📝 SummarXiv

Abstract

Simulation of mesoscopic nanostructures is a central challenge in condensed matter physics and device applications. First-principles methods provide accurate electronic structures but are computationally prohibitive for large systems, while empirical band theories are efficient yet limited by parameter fitting that neglects wavefunction information and often yields non-transferable parameters. We propose a methodology that bridges these approaches, achieving first-principles-level reliability with computational efficiency through a machine-learning-enabled tight-binding framework. Our approach starts with Wannier tight-binding (WTB) parameters from small nanostructures, which serve as training data for machine learning (ML). To remove the gauge freedom of Wannier functions that obscures size- and geometry-dependent parameter trends, we construct gauge-independent (GI) bases and transform the WTB model into a gauge-independent WTB (GI-WTB) model.

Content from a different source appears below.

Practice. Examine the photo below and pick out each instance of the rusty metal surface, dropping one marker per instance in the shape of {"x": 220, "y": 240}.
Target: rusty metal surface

This enables robust parameter fitting and ML prediction of parameter variations, yielding the machine-learning GI-WTB (ML-GI-WTB) model. Applied to MoS2 armchair-edge nanoribbons, the ML-GI-WTB model shows excellent agreement with first-principles results and enables reliable simulations of sub-$\mu$m-wide nanoribbons. This framework provides a scalable tool for predicting electronic properties of realistic nanostructures beyond the reach of conventional first-principles methods.